Tuesday 25 April 2017

Defence forces: Finance puts Army in the crosshairs once again

Tom Brady Security Editor

DEFENCE Minister Tony Killeen last night admitted that the scale of the cutbacks being imposed on the Defence Forces will significantly challenge their capacity to meet the targets assigned by the Government.

The military organisation has been drastically slimmed down since a major overhaul was introduced in the 1990s.

This resulted in the strength of the forces being reduced from 12,700 to 10,500, with an additional group of 250 troops in training.

The add-on training complement has since been scrapped and over the past couple of years the strength has dropped well below the agreed figure.

Strength

The four-year plan for the defence budget envisages another fall in personnel numbers, including civilian employees but not civil servants, from 10,800 to 10,300.

And it warns the cuts in strength could be even greater if it proves difficult to achieve the savings at the targeted personnel level.

The overall organisation and structure of the Defence Forces is being reviewed, but the plan does not spell out what further changes might be envisaged for an organisation that has probably undergone and accepted more fundamental change in little over a decade than any other in the State.

The plan bluntly states that the Defence Forces will co-operate with the flexible deployment and redeployment of personnel.

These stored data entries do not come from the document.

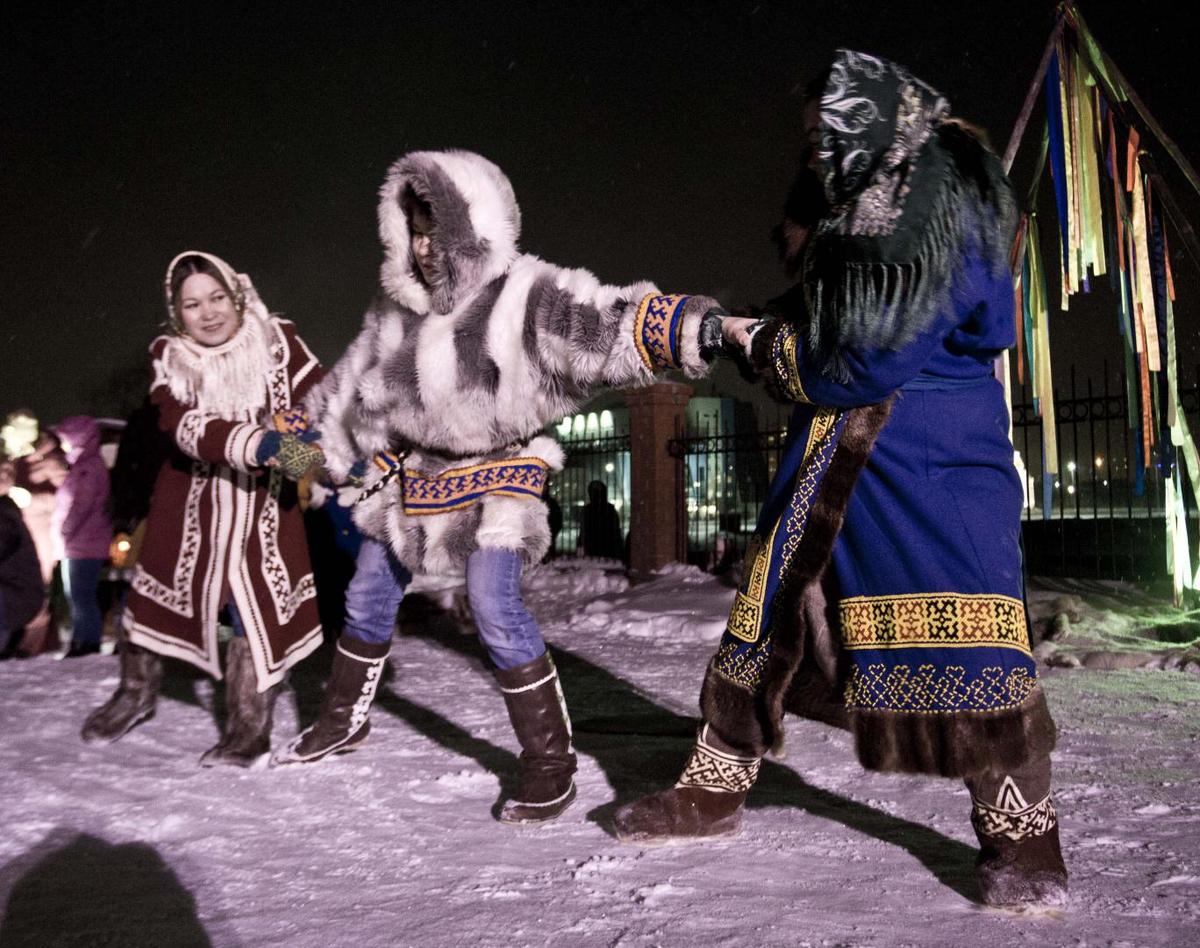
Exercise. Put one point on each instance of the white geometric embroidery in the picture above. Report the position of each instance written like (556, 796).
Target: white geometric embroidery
(363, 703)
(1009, 798)
(286, 598)
(179, 598)
(1012, 816)
(719, 771)
(189, 432)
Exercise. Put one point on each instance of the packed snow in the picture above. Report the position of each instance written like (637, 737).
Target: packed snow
(397, 844)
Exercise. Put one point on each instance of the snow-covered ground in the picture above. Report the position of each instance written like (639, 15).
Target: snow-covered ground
(396, 845)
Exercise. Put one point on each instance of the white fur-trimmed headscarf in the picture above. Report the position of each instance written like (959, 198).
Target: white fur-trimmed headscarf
(229, 379)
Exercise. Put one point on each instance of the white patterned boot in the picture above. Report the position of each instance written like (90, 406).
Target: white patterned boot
(707, 801)
(343, 724)
(1020, 859)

Overall savings in the plan are being listed at €106m. This amounts to a massive 15pc reduction on the 2010 budget, excluding pensions.

It is envisaged that €46m in cuts will be achieved partly by a reduction in the provision for allowances for overseas deployment by the Defence Forces, a smaller number of civilian employees attached to military installations and by either deferring or cancelling the intended purchase of replacement equipment as well as building and maintenance projects.

The balance of €20m will be generated from payroll savings.

The plan suggests that as the public service payroll represents about one third of overall spending, there is significant scope to make major savings, and it says this is a key element of the overall consolidation strategy.

The purchase of new ships for the Naval Service escapes the axe as a contract was recently signed with the suppliers and details agreed on phased payment.

Further measures are being planned to net another €60m by 2014.

"We will seek to maintain the capability of the Defence Forces to the highest standard during this difficult period and I have every confidence that the Department of Defence and the Defence Forces will meet the challenge," Mr Killeen said.